Week 4 - Building a Fleet Intelligence Platform with AWS Glue, Step Functions & ServiceNow

AWS Platform Engineering Lab · Week 04

7 AWS Services 4 Parquet Tables 3 Lambda Functions 100% IaC (Terraform)

📋 In This Post

Why — The Problem This Solves
What You Need to Know — Skills & Tools
Architecture — How It Fits Together
How We Built It — Step by Step
Challenges & Real Errors Encountered
Security Considerations
Cost Optimisation
Cleanup
Key Takeaways

Why — The Problem This Solves

Every AWS account running EC2 instances has the same invisible problem: you cannot answer basic fleet questions without logging into dozens of consoles, running scripts, or waiting for a weekly report.

Questions like:

Which servers are missing critical patches right now?
How many Windows vs Linux instances are running in prod?
What version of Java is installed across the fleet?
Which instances haven't reported to SSM in the last 24 hours?

In a small environment you can click around the SSM console to answer these. In an enterprise with hundreds or thousands of EC2 instances across multiple accounts, that becomes impossible. The data exists — SSM is already collecting it — but it's fragmented: one JSON file per instance, stored in S3, with no way to query across all of it at once.

The Real-World Pain Point

Security audits require patch compliance reports. Compliance teams need OS inventory snapshots. Operations teams want to know which instances are running outdated agents.
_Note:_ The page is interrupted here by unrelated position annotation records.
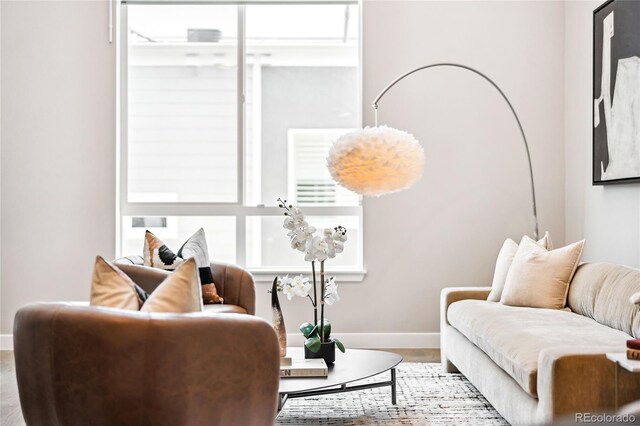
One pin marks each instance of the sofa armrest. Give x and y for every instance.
(577, 380)
(235, 285)
(161, 369)
(454, 294)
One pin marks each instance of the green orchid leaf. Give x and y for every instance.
(327, 329)
(313, 344)
(307, 329)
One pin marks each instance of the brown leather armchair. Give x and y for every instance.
(83, 365)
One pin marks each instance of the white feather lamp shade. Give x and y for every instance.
(376, 160)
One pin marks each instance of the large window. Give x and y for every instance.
(225, 108)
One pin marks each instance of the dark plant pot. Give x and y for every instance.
(327, 352)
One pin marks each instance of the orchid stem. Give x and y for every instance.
(315, 293)
(322, 302)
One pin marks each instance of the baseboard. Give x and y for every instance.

All of this data lives in SSM — but extracting it manually every time is slow, error-prone, and doesn't scale.

The Business Value

This platform turns a manual, hours-long process into a self-service, 30-minute automated pipeline:

Self-Service Request

Any team member submits a ServiceNow RITM ticket. No AWS console access required. No engineer involvement needed to kick it off.
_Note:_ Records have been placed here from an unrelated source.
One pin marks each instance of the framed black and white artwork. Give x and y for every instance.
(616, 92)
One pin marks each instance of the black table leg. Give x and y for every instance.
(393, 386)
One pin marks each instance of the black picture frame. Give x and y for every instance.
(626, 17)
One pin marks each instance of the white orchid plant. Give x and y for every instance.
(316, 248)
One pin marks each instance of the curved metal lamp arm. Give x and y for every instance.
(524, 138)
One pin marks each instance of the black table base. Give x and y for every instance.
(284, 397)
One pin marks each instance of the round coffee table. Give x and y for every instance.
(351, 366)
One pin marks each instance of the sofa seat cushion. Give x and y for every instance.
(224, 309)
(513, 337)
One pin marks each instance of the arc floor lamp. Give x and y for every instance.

Automatic Pipeline Execution

The ticket triggers an AWS Step Functions workflow. Crawler → ETL → data ready. Fully orchestrated, no manual steps.

Ticket Auto-Closes

When the pipeline finishes, the Lambda closes the ServiceNow ticket with the Athena query URL in the notes. Requester gets notified automatically.

SQL Queries on Fleet Data

Analyst opens Athena, runs SQL against clean Parquet tables — patch compliance, inventory, applications, fleet summary. No Python, no scripts.

Who Benefits

Security teams get patch compliance reports on demand. Ops teams get fleet inventory without digging through consoles. Compliance teams get audit-ready data that refreshes automatically. Engineers get out of the loop — no one needs to ping them to run a script.
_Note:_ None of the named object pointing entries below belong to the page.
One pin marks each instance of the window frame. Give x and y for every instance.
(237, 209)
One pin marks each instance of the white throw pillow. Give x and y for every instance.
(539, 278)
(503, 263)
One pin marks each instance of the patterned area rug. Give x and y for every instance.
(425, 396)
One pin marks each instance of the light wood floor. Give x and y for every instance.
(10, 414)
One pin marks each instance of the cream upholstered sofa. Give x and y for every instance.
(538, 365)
What You Need to Know — Skills & Tools

This project is deliberately complex — it's Week 4 of an enterprise lab series. Before attempting it, you should be comfortable with the following:

Required AWS Knowledge

🔧 SSM (Systems Manager)

🔥 AWS Glue (Crawler + ETL Jobs)

🔄 Step Functions (state machines)

⚡ Lambda (Python)

🌐 API Gateway (REST + HMAC)

🗄️ S3 (data lake patterns)

🔍 Athena (SQL queries)

🔐 IAM (roles, least privilege)

📦 Parameter Store (SSM)

Required Engineering Skills

🏗️ Terraform (modules, remote state)

🐍 Python (boto3, PySpark basics)

⚙️ GitHub Actions (CI/CD)

🔑 HMAC-SHA256 (webhook security)

📊 Parquet / columnar storage

🗂️ Medallion architecture (raw → curated)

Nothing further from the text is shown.